Entremos todos nestes laboratórios que são todas as nossas formas de estar juntos, a começar pelas famílias, que são ou devem ser os primeiros e melhores laboratórios de sinodalidade, onde se dialoga e escuta com amor, onde a felicidade de um está no bem do outro. Isto deve acontecer nos nossos laboratórios de pastoral organizada, nos diversos conselhos ou grupos de ação, sempre na busca de uma fraternidade a crescer e que traga esperança. Podemos ajudar uma sociedade civil que está a ficar azeda e desconfiada, onde o diálogo parece cada vez mais difícil e onde nascem posições extremistas e tendências políticas igualmente radicalizadas. Não deixemos grassar a intolerância, a impaciência e a luta de palavras, quando não, guerras pela busca despudorada de poder e glória.

Somos convidados a começar por nós. Lembro o sonho missionário do Papa e o que dizia sobre o Sínodo da sinodalidade – CPM – “não para produzir documentos, mas suscitar sonhos”.

Quem não sonha um mundo mais fraterno e unido, dioceses e paróquias onde se viva e sinta o amor recíproco, serviços e movimentos em saída missionária que toque a todos? Quem não reconhece que isso se aprende na escuta atenta do que o outro é e diz, do que anseia e do que está disposto a dar?

Este dia deve ajudar-nos a perder aquela sensação de doença que atingiu muitos cristãos e que os fecha, pensando não ser relevante.

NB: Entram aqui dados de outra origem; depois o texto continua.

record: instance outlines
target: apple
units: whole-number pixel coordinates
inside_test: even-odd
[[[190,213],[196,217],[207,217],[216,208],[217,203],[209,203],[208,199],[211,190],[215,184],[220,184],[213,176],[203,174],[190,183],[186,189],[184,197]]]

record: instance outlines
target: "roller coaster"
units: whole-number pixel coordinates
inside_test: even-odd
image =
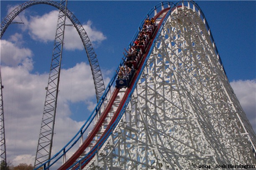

Ouvi esta semana alguém relatar que há técnicos de serviços públicos que, quando se fala em convocar a Igreja para parceira de alguma estratégia social, não a consideram um parceiro fiável e prescindem dela. Justo ou não, pergunto: “será que as nossas frias e falsas conceções de Deus e da Igreja, os princípios e doutrinas cegas ou a verdade sem caridade nos colocaram fora do espaço público? Será que a nossa vasta rede de comunidades, Instituições sociais, grupos juvenis, movimentos, presentes em todos os ambientes, já não são capazes de acolher, ser inclusivos e integrar, de ajudar a promover respeitando? As obras comprovam que se faz já muito e que as instituições são imprescindíveis, mas é, sem dúvida, um lamento e um alerta que nos dói.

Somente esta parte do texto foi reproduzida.